In the study for example, they identify an apparent interaction between ethnicity and the chemicals mentioned; we don’t know what the effect size would be (whether additive, multiplicative, or something else entirely).
(This is without any domain knowledge of the mechanisms of breast cancer to be fair.)
The only thing surprising here is that it isn't scalp cancer.
Hair straighteners work by breaking and reforming the disulphide bonds in proteins. Proteins perform many important roles related to DNA repair, chromosome formation, DNA replication, and other cancer-relevant actions. It can't be good to have bonds in those proteins getting changed somewhat randomly.
Skin has millions of years of incremental improvement at keeping stuff out. It is not unheard of for a carcinogen applied to the body to not cause skin cancer directly but to cause cancer elsewhere because being on the body makes it likely to get in through the various holes where it then finds its way to some more susceptible tissue.
Is there a source for this that isn't Newsweek? Newsweek isn't really a trustworthy source; they are, as I understand it, a publication several tiers below Buzzfeed (which does good work sometimes) that has acquired and turned Newsweek into a Newsweek Suit, Buffalo-Bill-style, and wears it around the Internet.
Just guessing here, but I suppose it's because the effect has less to do with where the chemicals get into the body than where they accumulate and/or have an effect. As it turns out, scalp tissue is not sensitive to those chemicals but breast tissue is. Could have been the liver or the prostate instead, but it wasn't.
And if a woman has long hair at least some of the chemicals from the hair dye will wash off over their breasts when they shower.
Also guessing here, but home hair dye is usually quickly washed off in the sink while a salon will not only wash your hair more thoroughly but they tend to wash it twice after dying. So I would assume that when a person showers after home hair dye a lot more of the chemicals are rinsed off over their breasts when compared to after a salon dye.
This is due to the tendency for bioaccumulation in lipids, which breast tissue and organs tend to have a high percentage of. I'm not an expert, just what I remember reading, so someone please chime in for the exact mechanisms.

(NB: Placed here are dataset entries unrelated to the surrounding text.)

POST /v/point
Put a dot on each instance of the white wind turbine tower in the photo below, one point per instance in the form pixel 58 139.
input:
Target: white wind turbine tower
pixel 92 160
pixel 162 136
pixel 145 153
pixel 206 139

Likely to be some other contributing factors, like their role in producing breast milk biochemistry related to that (speculating: accumulates in the mother but doesn't get passed on to the child).
The confidence interval clearly includes 1.0. I'm tired of all these studies being uncritically reported on in the press with no mention of the giant error bars.
IMO medical researchers need to raise their standards. 95% is way too low. Also, journalists should be ashamed at the state of science and medical reporting. It's ironic that you can read articles blaming tech for the spread of fake news and then turn the page to the health section and read garbage like this article.